Meet the MD: Juliette Dennett of Dale Carnegie Training

Meet the MD: Juliette Dennett of Dale Carnegie Training

BQ caught up with Juliette Dennett, MD of Carnegie Training to discuss her career so far, her plans for the future, and what it means to be a great business leader...

Describe your role in no more than 100 words. 

Managing director and enabler of a team of amazing, talented people. My role is to ensure that Dale Carnegie in the North of England continues to be one of the most respected brands in workforce development


What is it the company does?  

Dale Carnegie transforms the performance of individuals, teams and organisations. Since our formation in 1912, over 9,000,000 people in over 90 countries have taken one of our programmes. Today our focus is on developing talent, increasing employee engagement and enabling change to happen at all levels in organisations.  104 years since we started, the Dale Carnegie approach and experience is still unique within the workforce development industry.

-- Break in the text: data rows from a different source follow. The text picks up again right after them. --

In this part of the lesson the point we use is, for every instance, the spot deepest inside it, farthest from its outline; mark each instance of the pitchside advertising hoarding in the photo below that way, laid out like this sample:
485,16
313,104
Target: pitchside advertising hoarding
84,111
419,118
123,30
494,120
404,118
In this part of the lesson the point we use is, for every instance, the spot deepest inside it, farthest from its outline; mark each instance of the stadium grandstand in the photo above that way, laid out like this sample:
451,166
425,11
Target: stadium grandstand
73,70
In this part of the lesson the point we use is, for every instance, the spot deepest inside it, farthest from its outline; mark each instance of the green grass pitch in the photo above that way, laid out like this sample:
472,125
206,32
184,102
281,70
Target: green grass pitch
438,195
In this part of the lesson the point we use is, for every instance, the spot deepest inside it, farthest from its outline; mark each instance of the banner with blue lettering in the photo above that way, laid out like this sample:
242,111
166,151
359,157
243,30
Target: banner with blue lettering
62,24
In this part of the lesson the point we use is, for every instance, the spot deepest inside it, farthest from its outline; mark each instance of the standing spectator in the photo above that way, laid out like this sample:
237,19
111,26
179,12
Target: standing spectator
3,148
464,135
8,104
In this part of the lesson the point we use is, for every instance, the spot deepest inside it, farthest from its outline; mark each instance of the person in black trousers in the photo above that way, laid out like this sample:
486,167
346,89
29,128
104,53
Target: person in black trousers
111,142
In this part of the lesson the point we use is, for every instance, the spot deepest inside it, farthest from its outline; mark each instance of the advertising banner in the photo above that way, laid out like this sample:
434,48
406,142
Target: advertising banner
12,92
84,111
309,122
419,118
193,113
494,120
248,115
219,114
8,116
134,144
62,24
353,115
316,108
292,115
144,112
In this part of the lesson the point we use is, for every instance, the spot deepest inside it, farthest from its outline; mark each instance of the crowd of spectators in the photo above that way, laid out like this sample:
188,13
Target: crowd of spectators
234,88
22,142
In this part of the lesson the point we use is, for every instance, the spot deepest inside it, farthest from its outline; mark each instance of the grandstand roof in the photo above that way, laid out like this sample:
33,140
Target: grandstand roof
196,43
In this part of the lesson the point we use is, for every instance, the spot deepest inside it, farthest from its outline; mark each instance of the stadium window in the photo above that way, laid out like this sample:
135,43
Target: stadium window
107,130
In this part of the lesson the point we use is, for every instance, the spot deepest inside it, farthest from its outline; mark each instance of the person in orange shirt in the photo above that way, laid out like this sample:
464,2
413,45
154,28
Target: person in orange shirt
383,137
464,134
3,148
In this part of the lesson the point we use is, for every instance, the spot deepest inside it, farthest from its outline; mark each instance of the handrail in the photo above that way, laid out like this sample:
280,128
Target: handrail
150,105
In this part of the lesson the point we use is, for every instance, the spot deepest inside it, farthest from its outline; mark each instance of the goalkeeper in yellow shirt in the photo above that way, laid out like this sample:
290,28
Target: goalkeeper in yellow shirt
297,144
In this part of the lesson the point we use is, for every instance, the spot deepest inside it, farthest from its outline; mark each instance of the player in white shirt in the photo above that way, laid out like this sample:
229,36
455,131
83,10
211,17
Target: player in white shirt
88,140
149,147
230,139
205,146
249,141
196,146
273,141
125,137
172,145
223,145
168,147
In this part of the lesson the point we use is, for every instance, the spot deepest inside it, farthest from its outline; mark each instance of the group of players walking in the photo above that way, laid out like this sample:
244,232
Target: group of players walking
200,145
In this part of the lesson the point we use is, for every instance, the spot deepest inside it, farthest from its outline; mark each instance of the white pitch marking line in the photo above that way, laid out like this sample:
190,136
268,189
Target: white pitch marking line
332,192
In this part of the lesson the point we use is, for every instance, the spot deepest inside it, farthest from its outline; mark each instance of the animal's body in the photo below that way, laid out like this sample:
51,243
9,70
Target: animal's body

What do you believe makes a great leader?  

For me, leadership is about the environment we create at work.  As leaders we are responsible for the whole culture of the business and how well people are engaged.  If the environment is not conducive to people giving their very best every day, then we are likely to see only mediocrity.  The job of a leader is to energise, inspire and engage a group of people to do amazing things.


What has been your biggest challenge in your current position? 

I’m sure like many other MDs its giving enough time to many competing priorities. I’m a strong believer in nurturing the talent in our team and that takes time to do it well.


How do you alleviate the stress that comes with your job?  

One of Dale Carnegie’s best-selling books is ‘How to Stop Worrying and Start Living’ this contains 30 practical principles on how to deal with stress and pressure. I try to use what we teach others.


When you were little, what did you want to be when you grew up?

A PE teacher.


Any pet hates in the workplace?  

It staggers me that we still hear examples of high profile business leaders for whom the unfair exploitation of their people is an apparently acceptable price to pay for financial success.  How do they sleep at night?


Where do you see the company in five years’ time? 

Dale Carnegie in the North of England will continue to flourish. Over the last few years the business has doubled in size and will do so again in the next 5 years.  In the meantime, the next generation of talented leaders are being developed to succeed in my footsteps before 5 years is up.


What advice would you give to an aspiring business leader?   

Make other people feel more important than you. We can’t be successful on our own and we need people who will commit to us and to the organisation we are building. Over the past few years loyalty has become harder to earn. If you treat people well, make them feel valued and important you will have a much greater chance of people giving their best for you.


Where did you start your career?

My first ever job was on the twilight shift at Fox’s Biscuits in Batley, putting the jam in jammy dodgers. 

Give us a brief timeline of your career so far.

Post university my first role was with a French freight forwarding company where I used my languages.  I moved to Poole in Dorset with this company and eventually moved to Revlon where I managed the Export Marketing department.  Joining Dale Carnegie was a risky choice but one that stretched and developed me.  After 2 years I moved back to Yorkshire and in the past 20 years I’ve worked in sales, as a trainer, a sales manager and eventually heading up the northern England team.